Functional studies have provided important insights into the pathogenic mechanism underlying RTN2-related HSP. Experimental assays demonstrated that RTN2 is essential for maintaining endoplasmic reticulum (ER) morphology by interacting with other ER-shaping proteins such as spastin. Frameshift and truncating mutations disrupt RTN2 protein localization and lead to loss of proper ER architecture, which is believed to contribute to axonal degeneration (PMID:35684947). These findings directly link the molecular consequences of RTN2 disruption to the clinical manifestations observed in HSP patients.

In summary, the integrated genetic and functional evidence firmly supports a strong association between RTN2 and hereditary spastic paraplegia. Although additional supporting data exist beyond the established scoring maximum, the available evidence, including clear autosomal dominant segregation and consistent functional impairment, is sufficiently robust for clinical and commercial applications. The compelling dataset provides essential guidance for utilizing RTN2 variant screening in the diagnostic evaluation of patients with suspected HSP.
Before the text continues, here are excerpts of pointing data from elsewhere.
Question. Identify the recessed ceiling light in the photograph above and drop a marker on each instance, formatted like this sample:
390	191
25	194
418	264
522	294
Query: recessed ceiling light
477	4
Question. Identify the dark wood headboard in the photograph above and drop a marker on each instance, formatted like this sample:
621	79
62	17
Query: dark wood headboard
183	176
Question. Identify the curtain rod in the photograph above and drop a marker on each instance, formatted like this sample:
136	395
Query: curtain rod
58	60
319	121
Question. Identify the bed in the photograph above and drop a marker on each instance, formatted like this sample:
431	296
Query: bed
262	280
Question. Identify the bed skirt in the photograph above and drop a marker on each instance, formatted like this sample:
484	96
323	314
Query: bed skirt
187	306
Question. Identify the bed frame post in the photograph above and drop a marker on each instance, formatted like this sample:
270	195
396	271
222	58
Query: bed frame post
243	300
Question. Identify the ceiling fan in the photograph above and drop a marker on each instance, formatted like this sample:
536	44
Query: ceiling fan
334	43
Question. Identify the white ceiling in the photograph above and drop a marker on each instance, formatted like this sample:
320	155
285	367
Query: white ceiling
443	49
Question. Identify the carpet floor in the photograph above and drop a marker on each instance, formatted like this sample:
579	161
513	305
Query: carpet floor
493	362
Key Take‑home Sentence: The strong and multifaceted evidence supporting RTN2 mutations in autosomal dominant hereditary spastic paraplegia makes RTN2 a critical target for genetic testing and therapeutic investigation.

References

  • The Journal of Clinical Investigation • 2012 • Mutations in the ER‑shaping protein reticulon 2 cause the axon‑degenerative disorder hereditary spastic paraplegia type 12 PMID:22232211
  • Movement Disorders • 2024 • Clinical and Genetic Spectrum in a Large Cohort of Hereditary Spastic Paraplegia PMID:38291924
  • Annals of Clinical and Translational Neurology • 2022 • New phenotype of RTN2‑related spectrum: Complicated form of spastic paraplegia‑12 PMID:35684947
  • (Unspecified Journal) • (Unspecified Year) • Distinguishing HTLV‑1‑associated myelopathy from hereditary spastic paraplegia using genetic analysis PMID:38716326

Evidence Based Scoring (AI generated)

Gene–Disease Association

Strong

Evidence from multiple independent studies demonstrates autosomal dominant inheritance with over eight unrelated probands showing RTN2 mutations and familial segregation (PMID:22232211, PMID:38291924).

Genetic Evidence

Strong

Numerous variant types, including truncating and frameshift mutations such as c.926del (p.Gly309fs), have been identified in independent cohorts, with clear segregation in affected families (PMID:22232211).

Functional Evidence

Moderate

Functional assays demonstrate that RTN2 mutations disrupt ER morphology and protein localization, impairing interactions with key ER-shaping proteins, which supports the observed disease phenotype (PMID:35684947).